Announcing GA of Apache Spark 1.6 in Hortonworks Data Platform 2.4
Author: Vinay Shukla : March 4, 2016
As Apache Spark continues to gain popularity, the rapid march of new Spark releases continues. With HDP 2.4, we are announcing the general availability of Spark 1.6, which is the latest Spark version from the community.
With Spark proving an incredibly useful data access engine running on top of Hadoop, data scientists and business analysts need an easy to use tool to further harness its power. Apache Zeppelin brings a compelling user interface with the data exploration and visualization capabilities to address this need.
Late last year, Hortonworks introduced Apache Zeppelin as a technical preview with HDP 2.3.
With the GA of HDP 2.4, we proudly announce that we have revised and updated the Apache Zeppelin technical preview.

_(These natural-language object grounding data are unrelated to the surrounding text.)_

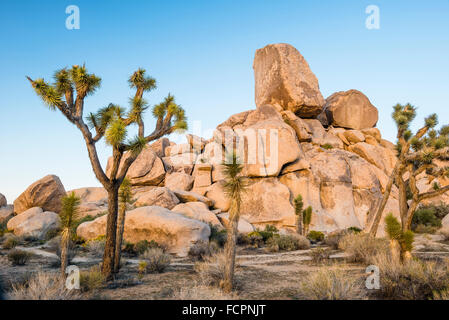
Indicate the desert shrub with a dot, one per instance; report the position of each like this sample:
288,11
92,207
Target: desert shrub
211,271
362,247
157,260
202,249
219,236
92,279
315,236
320,254
96,246
43,286
19,257
287,243
330,284
411,280
202,292
10,242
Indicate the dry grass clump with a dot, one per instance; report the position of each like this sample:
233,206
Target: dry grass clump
202,292
92,279
211,271
156,261
331,284
361,247
43,286
412,280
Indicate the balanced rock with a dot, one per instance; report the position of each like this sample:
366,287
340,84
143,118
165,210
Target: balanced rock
283,77
34,222
45,193
158,196
172,230
351,109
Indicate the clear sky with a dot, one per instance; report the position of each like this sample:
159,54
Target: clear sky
202,52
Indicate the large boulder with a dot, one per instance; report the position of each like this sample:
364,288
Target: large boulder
283,77
6,213
267,201
34,222
158,196
45,193
198,211
179,180
172,230
3,201
351,109
146,170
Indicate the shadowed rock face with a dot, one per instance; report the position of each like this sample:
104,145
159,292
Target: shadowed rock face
283,78
351,109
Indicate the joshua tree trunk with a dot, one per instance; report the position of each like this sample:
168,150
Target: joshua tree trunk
230,253
119,239
65,238
111,231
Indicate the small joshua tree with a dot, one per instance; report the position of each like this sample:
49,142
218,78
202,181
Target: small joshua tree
400,240
125,200
235,186
417,155
299,204
307,219
67,94
69,215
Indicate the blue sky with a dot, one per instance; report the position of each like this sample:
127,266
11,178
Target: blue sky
202,52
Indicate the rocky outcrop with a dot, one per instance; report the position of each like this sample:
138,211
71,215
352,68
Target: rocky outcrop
351,109
283,77
146,170
172,230
157,196
197,211
45,193
34,222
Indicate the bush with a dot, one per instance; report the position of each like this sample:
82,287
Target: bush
287,243
218,236
362,247
92,279
18,257
157,260
411,280
315,236
202,249
211,271
43,286
10,242
202,292
320,254
331,284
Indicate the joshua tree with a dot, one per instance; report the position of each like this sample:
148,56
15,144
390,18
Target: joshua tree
234,187
125,199
299,204
417,157
307,219
69,215
67,94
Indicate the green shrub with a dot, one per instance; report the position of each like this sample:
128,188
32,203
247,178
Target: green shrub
219,236
18,257
92,279
157,260
287,243
315,236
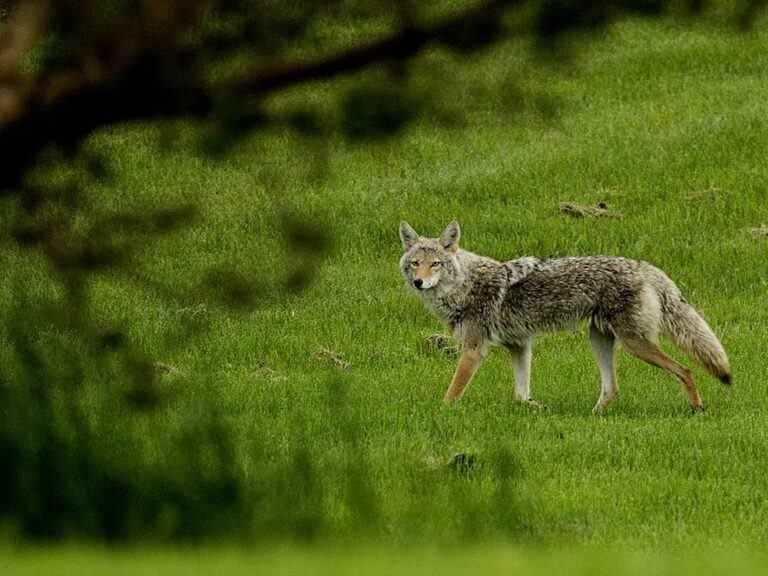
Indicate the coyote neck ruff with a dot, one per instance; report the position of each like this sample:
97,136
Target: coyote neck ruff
486,302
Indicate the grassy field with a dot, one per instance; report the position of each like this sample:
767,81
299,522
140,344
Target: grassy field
664,123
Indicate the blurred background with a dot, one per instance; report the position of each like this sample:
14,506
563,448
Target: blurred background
204,338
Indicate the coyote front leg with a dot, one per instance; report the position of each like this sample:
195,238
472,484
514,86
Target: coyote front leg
472,354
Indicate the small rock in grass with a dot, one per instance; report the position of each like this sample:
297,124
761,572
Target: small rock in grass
462,463
600,210
163,368
442,343
333,358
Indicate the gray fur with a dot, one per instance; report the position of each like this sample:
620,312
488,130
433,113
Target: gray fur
508,303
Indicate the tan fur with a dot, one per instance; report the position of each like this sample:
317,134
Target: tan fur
486,302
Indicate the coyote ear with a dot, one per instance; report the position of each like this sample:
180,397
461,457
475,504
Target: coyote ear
408,235
449,239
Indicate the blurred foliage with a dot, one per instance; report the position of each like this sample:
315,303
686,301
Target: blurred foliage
79,401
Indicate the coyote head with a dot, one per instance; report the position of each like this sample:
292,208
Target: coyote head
430,262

Please go here to get the updated version.
This updated Apache Zeppelin technical preview now comes with a notebook import and export feature and a key building block for LDAP Authentication that we worked on within the community.

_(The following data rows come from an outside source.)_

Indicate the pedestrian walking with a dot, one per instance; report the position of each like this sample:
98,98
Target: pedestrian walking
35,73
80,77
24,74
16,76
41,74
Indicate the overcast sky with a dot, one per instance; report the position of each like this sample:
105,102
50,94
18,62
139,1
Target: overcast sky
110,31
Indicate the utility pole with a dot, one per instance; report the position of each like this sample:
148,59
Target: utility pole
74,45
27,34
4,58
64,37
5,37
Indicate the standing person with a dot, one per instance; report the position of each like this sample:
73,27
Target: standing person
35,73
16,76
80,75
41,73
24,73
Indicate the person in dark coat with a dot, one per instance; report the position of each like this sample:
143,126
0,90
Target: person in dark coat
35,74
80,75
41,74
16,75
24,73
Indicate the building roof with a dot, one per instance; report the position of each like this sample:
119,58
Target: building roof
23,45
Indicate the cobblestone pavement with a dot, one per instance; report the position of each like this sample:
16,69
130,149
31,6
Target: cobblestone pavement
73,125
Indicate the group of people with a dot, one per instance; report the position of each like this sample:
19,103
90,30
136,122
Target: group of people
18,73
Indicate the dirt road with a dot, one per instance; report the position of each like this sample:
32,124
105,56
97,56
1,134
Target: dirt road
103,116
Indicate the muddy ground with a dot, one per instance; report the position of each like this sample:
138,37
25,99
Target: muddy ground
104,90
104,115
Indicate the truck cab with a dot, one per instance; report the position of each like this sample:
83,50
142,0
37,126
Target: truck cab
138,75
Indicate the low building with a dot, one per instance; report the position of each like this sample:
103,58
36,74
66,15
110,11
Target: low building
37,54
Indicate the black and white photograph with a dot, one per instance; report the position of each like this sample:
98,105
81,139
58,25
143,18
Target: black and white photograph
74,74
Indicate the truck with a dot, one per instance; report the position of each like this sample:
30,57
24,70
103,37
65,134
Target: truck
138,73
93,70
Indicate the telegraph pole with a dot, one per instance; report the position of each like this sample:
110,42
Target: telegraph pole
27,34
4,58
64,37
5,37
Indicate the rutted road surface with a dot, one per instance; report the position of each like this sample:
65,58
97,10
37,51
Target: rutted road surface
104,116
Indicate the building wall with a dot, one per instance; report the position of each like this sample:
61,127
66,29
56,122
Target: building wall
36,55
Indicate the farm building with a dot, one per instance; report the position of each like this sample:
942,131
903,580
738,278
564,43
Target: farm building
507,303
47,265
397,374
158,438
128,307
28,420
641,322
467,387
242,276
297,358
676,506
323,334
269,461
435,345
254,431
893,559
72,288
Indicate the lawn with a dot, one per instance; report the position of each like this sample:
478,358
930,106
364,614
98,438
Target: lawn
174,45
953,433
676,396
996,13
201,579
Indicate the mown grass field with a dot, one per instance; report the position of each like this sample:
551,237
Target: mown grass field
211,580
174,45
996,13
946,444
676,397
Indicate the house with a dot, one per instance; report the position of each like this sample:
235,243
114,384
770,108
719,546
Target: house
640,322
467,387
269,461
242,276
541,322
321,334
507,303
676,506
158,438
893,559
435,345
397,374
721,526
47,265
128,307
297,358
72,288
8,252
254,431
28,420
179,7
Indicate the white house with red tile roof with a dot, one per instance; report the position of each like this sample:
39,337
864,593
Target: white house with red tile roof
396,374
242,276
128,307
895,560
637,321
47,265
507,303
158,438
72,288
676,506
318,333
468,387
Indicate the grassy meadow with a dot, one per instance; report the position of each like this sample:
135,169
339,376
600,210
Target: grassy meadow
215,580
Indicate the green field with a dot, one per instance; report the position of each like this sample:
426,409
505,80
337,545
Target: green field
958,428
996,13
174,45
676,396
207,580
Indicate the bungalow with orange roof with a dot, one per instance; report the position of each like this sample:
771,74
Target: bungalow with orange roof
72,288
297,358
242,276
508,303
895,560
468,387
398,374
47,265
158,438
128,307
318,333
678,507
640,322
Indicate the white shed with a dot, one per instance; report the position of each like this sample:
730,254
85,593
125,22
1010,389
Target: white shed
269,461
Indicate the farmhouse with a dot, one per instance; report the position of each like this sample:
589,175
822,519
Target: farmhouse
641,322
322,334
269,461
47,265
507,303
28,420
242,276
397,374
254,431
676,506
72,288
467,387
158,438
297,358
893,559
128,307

We will continue to drive Zeppelin to be enterprise ready by hardening its security capabilities and improving it for multi-tenant environments. Recently, at a packed meet up in NYC, I talked about running Zeppelin in a multi-tenant environment. Our goal is to provide general availability of Apache Zeppelin in the first half of 2016.

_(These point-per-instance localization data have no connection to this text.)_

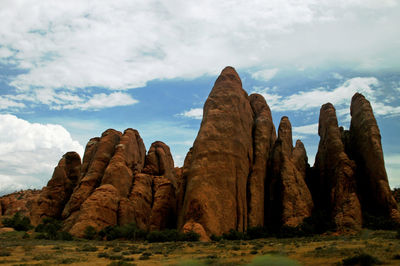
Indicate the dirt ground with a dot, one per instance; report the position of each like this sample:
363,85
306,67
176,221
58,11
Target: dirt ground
318,250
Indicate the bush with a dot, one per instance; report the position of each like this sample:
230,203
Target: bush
234,235
378,222
128,231
361,259
18,222
50,229
89,233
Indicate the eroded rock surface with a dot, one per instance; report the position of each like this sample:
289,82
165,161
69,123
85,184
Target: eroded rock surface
264,137
335,179
221,158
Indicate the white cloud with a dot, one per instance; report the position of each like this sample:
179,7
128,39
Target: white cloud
30,151
265,74
102,100
195,113
124,44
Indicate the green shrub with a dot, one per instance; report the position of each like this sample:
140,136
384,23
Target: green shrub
89,233
50,229
128,231
378,222
18,222
361,259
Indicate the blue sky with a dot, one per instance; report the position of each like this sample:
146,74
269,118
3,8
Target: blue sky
70,70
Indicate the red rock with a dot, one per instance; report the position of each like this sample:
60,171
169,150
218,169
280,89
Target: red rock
366,150
289,200
216,195
101,157
263,140
21,201
88,156
99,210
335,179
59,189
141,198
128,159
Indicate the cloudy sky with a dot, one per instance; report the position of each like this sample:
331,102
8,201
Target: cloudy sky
71,69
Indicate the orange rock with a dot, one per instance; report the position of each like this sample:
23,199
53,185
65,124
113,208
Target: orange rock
163,212
289,200
366,149
99,210
263,140
128,159
335,178
141,198
216,195
101,156
59,189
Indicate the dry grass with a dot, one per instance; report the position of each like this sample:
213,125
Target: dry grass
320,250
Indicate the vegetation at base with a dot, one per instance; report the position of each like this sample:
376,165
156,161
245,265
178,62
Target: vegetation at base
18,222
51,229
171,235
361,259
379,222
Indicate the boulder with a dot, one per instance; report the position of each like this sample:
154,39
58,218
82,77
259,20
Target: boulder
55,195
101,157
128,159
335,175
99,210
288,199
216,196
366,149
264,137
141,198
163,211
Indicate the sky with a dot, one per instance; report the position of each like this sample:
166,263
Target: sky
69,70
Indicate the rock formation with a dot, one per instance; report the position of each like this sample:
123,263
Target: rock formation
55,195
288,199
264,137
238,174
335,180
366,149
222,154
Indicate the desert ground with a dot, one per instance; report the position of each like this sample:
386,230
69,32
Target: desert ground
383,247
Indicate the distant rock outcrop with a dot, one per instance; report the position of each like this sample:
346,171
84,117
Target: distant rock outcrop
288,199
216,196
335,181
264,137
237,175
366,150
56,194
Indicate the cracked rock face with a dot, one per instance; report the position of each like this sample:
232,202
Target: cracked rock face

With the GA of Apache Spark 1.6, we also introduce the general availability of Dynamic Resource Allocation. With this feature, Spark jobs will use the YARN cluster resources much more efficiently. This feature leverages HDP’s capability to store shuffle data and now HDP makes it easier to activate this feature.
At the recent Spark Summit East – 2016, Shaun Connonlly outlined Hortonworks’ strategy and investments in Apache Spark in his keynote. At the same time, Spark 2.0 was previewed. New innovations being developed for this upcoming release are focused on continued improvements in Spark performance with project Tungsten, Structured Streaming and plans to merge the Dataset and DataFrame APIs. With Apache Spark 2.0, expected to come out in May 2016, Dynamic Resource Allocation will also be implemented for Spark Streaming jobs.
Over the past year, we have had tremendous customer success with Spark here at Hortonworks and we continue to deepen our commitment and involvement within the Spark community. We want to thank our customers and partners in helping us in this journey. We have just started, with much more planned ahead, so stay tuned.